Special Sessions – VCIP 2026

Date TBA Time TBA Location TBA

Abstract

Video coding is a cornerstone of modern visual communication, enabling applications such as video streaming, conferencing, broadcasting, cloud gaming, immersive media, and intelligent visual services. While international standards such as H.265/HEVC, AV1, AV2, and H.266/VVC have continuously improved compression efficiency, emerging visual applications are driving video coding beyond traditional rate–distortion optimization. Future coding systems must simultaneously address compression performance, perceptual quality, task utility, deployment feasibility, model generalization, and standardization requirements. In response, next-generation video coding is evolving through multiple complementary directions, including advanced coding tools extending existing standards, end-to-end neural video coding, machine- and task-oriented compression, generative visual communication, and immersive media coding. These developments are fostering the convergence of conventional codec evolution, learned compression, application-aware representations, and emerging standardization efforts. In line with these trends, we invite contributions on advanced video coding tools, neural video coding, perceptual and task-oriented compression, machine vision and vision-language-model-based communication, generative video communication, immersive media coding, codec deployment, and future video coding standardization.

Organizers

Zhuoyuan Li (The Hong Kong Polytechnic University, HK)
Bolin Chen (DAMO Academy, Alibaba Group)
Yichi Zhang (Purdue University, US)
Li Li (University of Science and Technology of China, CN)
Giuseppe Valenzise (Université Paris-Saclay, FR)
Yan Ye (DAMO Academy, Alibaba Group)

Date TBA Time TBA Location TBA

Abstract

Recent advances in visual sensing, computational imaging, neural representations, and multimodal learning are transforming the way visual data are acquired, processed, communicated, and understood. Modern visual systems increasingly rely on high-dimensional visual data that extend beyond conventional RGB images and videos to include event streams, light fields, hyperspectral and polarization imagery, LiDAR, time-of-flight sensing, neural scene representations, 3D Gaussian splats, and hybrid multimodal sensing modalities. These data capture rich spatial, temporal, geometric, spectral, and cross-modal information, enabling more robust visual processing under challenging conditions such as fast motion, low light, occlusion, missing modalities, and distribution shift. At the same time, the growing complexity and volume of high-dimensional visual data create new challenges in acquisition, restoration, compression, representation, quality assessment, perception, and reasoning. Emerging solutions increasingly integrate imaging, communication, perception, and multimodal intelligence to support reliable visual understanding and decision making. In line with these developments, we invite contributions on computational imaging and novel sensing systems, event-based and multimodal vision, high-dimensional visual restoration and enhancement, learned compression, implicit and neural representations, quality assessment, cross-modal fusion and alignment, robust visual perception, vision-language reasoning, trustworthy AI, and efficient visual communication for next-generation visual systems.

Organizers

Haowen Bai (Nanyang Technological University, SG)
Rui Zhao (Nanyang Technological University, SG)
Zeyu Xiao (National University of Singapore, SG)
Taewoo Kim (INSAIT, BG)
Hadi Amirpour (University of Klagenfurt, AT)
Tae Hyun Kim (Hanyang University, KR)

Date TBA Time TBA Location TBA

Abstract

With the increasing demand for immersive visual media, lenslet video has become an important representation format for dense light fields captured by plenoptic cameras, camera arrays, moving gantry systems, and computer-generated scenes. Lenslet video preserves rich spatial and angular information and is useful for multiview rendering, refocusing, glasses-free 3D display, industrial inspection, immersive communication, and future visual media services. At the same time, its large data volume and strong spatial-angular-temporal redundancy make efficient compression and processing highly challenging.

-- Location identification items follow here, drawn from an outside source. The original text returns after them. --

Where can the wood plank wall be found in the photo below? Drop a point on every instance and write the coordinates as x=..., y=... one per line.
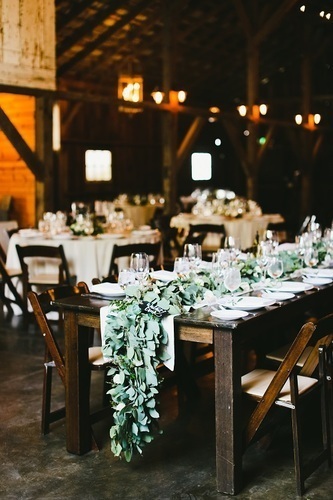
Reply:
x=16, y=179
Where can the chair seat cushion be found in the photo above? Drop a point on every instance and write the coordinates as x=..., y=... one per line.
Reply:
x=256, y=382
x=279, y=354
x=44, y=279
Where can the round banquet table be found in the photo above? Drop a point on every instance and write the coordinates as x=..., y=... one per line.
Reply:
x=244, y=228
x=88, y=257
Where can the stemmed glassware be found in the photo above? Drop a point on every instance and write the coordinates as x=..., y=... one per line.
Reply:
x=232, y=281
x=275, y=269
x=311, y=258
x=126, y=277
x=193, y=252
x=232, y=246
x=140, y=265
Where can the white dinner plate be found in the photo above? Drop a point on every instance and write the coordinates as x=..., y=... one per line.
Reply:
x=30, y=233
x=318, y=273
x=247, y=303
x=317, y=281
x=229, y=315
x=110, y=236
x=162, y=275
x=62, y=236
x=293, y=286
x=278, y=295
x=108, y=289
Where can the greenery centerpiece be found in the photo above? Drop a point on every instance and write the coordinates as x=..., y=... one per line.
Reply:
x=135, y=340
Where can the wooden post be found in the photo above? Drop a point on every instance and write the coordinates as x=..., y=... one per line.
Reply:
x=44, y=151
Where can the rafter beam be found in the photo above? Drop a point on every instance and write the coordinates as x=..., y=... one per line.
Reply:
x=87, y=28
x=23, y=149
x=102, y=38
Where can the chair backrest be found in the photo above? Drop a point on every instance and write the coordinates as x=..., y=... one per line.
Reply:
x=47, y=252
x=41, y=305
x=6, y=279
x=198, y=232
x=153, y=250
x=288, y=367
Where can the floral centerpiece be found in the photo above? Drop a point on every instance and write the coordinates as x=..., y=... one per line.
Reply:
x=135, y=339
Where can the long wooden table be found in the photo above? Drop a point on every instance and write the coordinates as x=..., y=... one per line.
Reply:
x=229, y=339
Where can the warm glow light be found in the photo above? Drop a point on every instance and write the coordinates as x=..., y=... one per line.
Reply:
x=181, y=96
x=158, y=96
x=56, y=128
x=130, y=88
x=316, y=118
x=298, y=119
x=242, y=110
x=263, y=109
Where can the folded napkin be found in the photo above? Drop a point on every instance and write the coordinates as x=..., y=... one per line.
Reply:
x=167, y=323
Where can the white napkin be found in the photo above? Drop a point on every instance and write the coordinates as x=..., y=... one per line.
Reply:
x=168, y=325
x=103, y=312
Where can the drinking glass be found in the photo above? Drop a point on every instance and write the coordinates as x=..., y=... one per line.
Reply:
x=181, y=265
x=275, y=269
x=311, y=258
x=140, y=264
x=126, y=277
x=193, y=252
x=232, y=281
x=232, y=246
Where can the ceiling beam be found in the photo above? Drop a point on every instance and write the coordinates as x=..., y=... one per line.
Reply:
x=102, y=38
x=23, y=149
x=87, y=27
x=75, y=10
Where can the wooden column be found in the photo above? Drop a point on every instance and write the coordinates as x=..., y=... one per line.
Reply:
x=169, y=120
x=44, y=151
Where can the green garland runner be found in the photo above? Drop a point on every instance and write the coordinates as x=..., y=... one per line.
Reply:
x=135, y=340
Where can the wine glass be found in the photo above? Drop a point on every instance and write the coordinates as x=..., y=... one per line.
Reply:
x=140, y=264
x=311, y=258
x=126, y=277
x=181, y=265
x=275, y=269
x=193, y=252
x=232, y=281
x=232, y=246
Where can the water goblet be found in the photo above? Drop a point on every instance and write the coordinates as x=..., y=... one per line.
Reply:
x=181, y=265
x=232, y=281
x=311, y=258
x=139, y=262
x=275, y=269
x=126, y=277
x=193, y=252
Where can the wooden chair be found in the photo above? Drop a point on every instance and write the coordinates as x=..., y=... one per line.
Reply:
x=199, y=232
x=43, y=266
x=153, y=250
x=13, y=297
x=54, y=358
x=287, y=389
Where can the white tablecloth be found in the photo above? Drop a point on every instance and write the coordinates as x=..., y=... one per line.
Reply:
x=245, y=228
x=87, y=258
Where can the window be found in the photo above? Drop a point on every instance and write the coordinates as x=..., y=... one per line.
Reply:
x=201, y=166
x=98, y=165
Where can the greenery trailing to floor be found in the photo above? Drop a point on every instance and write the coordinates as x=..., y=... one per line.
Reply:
x=135, y=340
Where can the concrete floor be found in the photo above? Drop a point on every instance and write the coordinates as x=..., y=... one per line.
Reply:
x=178, y=465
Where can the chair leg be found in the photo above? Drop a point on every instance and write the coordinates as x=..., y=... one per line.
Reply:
x=46, y=404
x=297, y=445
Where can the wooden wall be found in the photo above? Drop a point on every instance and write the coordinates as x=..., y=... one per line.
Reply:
x=27, y=43
x=16, y=179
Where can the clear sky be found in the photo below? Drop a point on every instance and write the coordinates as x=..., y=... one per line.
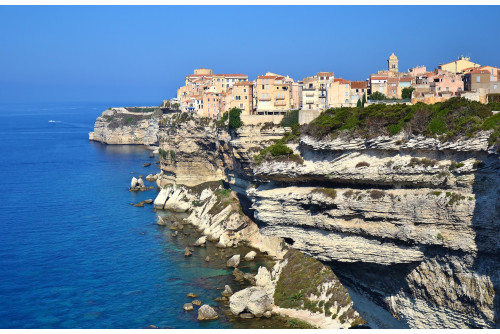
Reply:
x=143, y=53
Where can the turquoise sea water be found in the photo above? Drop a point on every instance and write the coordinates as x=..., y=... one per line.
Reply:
x=73, y=252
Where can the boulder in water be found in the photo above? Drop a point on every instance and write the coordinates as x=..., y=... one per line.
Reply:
x=227, y=291
x=250, y=256
x=206, y=312
x=200, y=241
x=234, y=261
x=253, y=299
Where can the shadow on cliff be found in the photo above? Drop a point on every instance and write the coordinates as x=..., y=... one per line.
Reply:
x=486, y=224
x=368, y=284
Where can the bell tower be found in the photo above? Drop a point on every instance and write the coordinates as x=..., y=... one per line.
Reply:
x=392, y=63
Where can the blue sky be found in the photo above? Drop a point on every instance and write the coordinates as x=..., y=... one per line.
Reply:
x=142, y=53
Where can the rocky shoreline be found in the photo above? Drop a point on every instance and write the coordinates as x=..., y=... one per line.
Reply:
x=406, y=222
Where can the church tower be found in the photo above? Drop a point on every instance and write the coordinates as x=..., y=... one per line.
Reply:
x=393, y=63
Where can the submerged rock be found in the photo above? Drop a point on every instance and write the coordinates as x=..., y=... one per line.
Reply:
x=250, y=256
x=234, y=261
x=206, y=312
x=227, y=291
x=254, y=300
x=200, y=241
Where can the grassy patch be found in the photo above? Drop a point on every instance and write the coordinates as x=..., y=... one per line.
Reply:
x=456, y=117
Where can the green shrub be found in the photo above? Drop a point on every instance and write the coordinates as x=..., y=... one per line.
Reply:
x=448, y=120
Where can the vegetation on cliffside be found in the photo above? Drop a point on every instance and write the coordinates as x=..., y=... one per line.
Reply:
x=447, y=120
x=305, y=283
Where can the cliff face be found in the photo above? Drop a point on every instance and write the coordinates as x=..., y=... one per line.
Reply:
x=120, y=126
x=408, y=223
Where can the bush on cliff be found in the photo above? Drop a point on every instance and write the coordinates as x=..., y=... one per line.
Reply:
x=447, y=120
x=277, y=152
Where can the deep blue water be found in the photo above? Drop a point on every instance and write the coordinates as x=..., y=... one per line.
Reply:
x=73, y=252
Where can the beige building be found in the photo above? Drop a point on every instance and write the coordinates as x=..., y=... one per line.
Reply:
x=393, y=63
x=339, y=94
x=272, y=94
x=314, y=91
x=358, y=89
x=459, y=65
x=242, y=97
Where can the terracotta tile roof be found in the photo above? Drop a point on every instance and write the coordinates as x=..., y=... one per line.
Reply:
x=199, y=75
x=476, y=71
x=358, y=84
x=326, y=74
x=277, y=77
x=231, y=75
x=244, y=83
x=342, y=81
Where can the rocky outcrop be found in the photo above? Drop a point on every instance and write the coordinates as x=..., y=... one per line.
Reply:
x=234, y=261
x=406, y=223
x=186, y=146
x=120, y=126
x=253, y=299
x=206, y=312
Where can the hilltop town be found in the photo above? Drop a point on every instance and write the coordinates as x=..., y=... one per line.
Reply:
x=211, y=95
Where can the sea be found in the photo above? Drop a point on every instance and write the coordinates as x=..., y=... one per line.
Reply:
x=74, y=252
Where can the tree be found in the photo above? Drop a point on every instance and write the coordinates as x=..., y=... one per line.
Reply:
x=406, y=93
x=235, y=119
x=378, y=96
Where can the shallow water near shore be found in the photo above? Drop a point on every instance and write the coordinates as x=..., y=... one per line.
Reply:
x=74, y=253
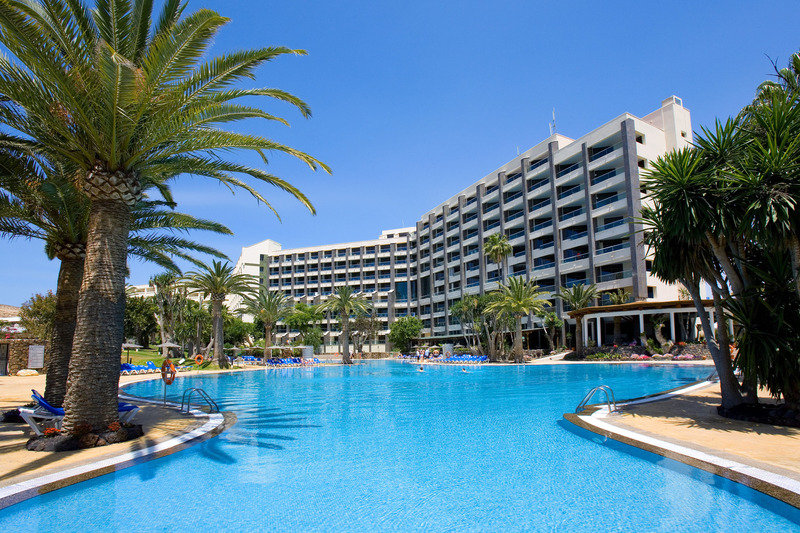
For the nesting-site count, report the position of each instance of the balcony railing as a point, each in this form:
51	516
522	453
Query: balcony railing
612	276
576	235
567	170
572	214
576	257
608	249
606	176
610	225
513	216
609	200
604	151
542	225
538	205
536	164
566	192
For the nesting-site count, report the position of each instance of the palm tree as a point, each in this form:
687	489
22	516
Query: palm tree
345	303
618	297
127	101
47	206
578	297
270	307
518	298
497	248
216	282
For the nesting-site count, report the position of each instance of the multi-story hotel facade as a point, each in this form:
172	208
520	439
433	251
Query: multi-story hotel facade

This special session focuses on recent advances in lenslet video coding and processing, with particular attention to the current standardization activities in ISO/IEC JTC 1/SC 29/WG 4, which has launched the Lenslet Video Coding standardization activity, and the work is now moving from exploration and CfP evaluation toward working draft development. This makes VCIP 2026 a timely venue to bring together researchers working on coding tools, codec-agnostic preprocessing and postprocessing, metadata design, rendering-oriented quality preservation, and objective and subjective evaluation of lenslet video.

The session welcomes contributions on technologies that improve compression efficiency while preserving lenslet reconstruction quality and rendered multiview quality. Topics include, but are not limited to:

Lenslet video coding tools and codec-agnostic coding frameworks
Microimage cropping, alignment, relocalization, and reconstruction
Disparity-guided pixel rearrangement, shuffling, filtering, and luminance correction
Metadata representation, bitstream packing, and compatibility with existing video codecs
VVC-compatible and future-codec-compatible coding architectures
Objective and subjective quality assessment of lenslet video and rendered views
Multiview rendering, view synthesis, and refocusing from lenslet video
Calibration and microimage center localization for plenoptic cameras
In-camera processing and acquisition methods for lenslet video
Applications of lenslet video in immersive communication, 3D display, inspection, robotics, and visual analytics

By gathering recent academic and standardization-related progress, this session aims to provide a clear picture of where lenslet video coding stands now, what technical problems remain open, and how the research community can contribute to the next stage of interoperable immersive light field media.

Organizers

Xin Jin (Tsinghua University, CN)
Mehrdad Teratani (Nagoya University, JP)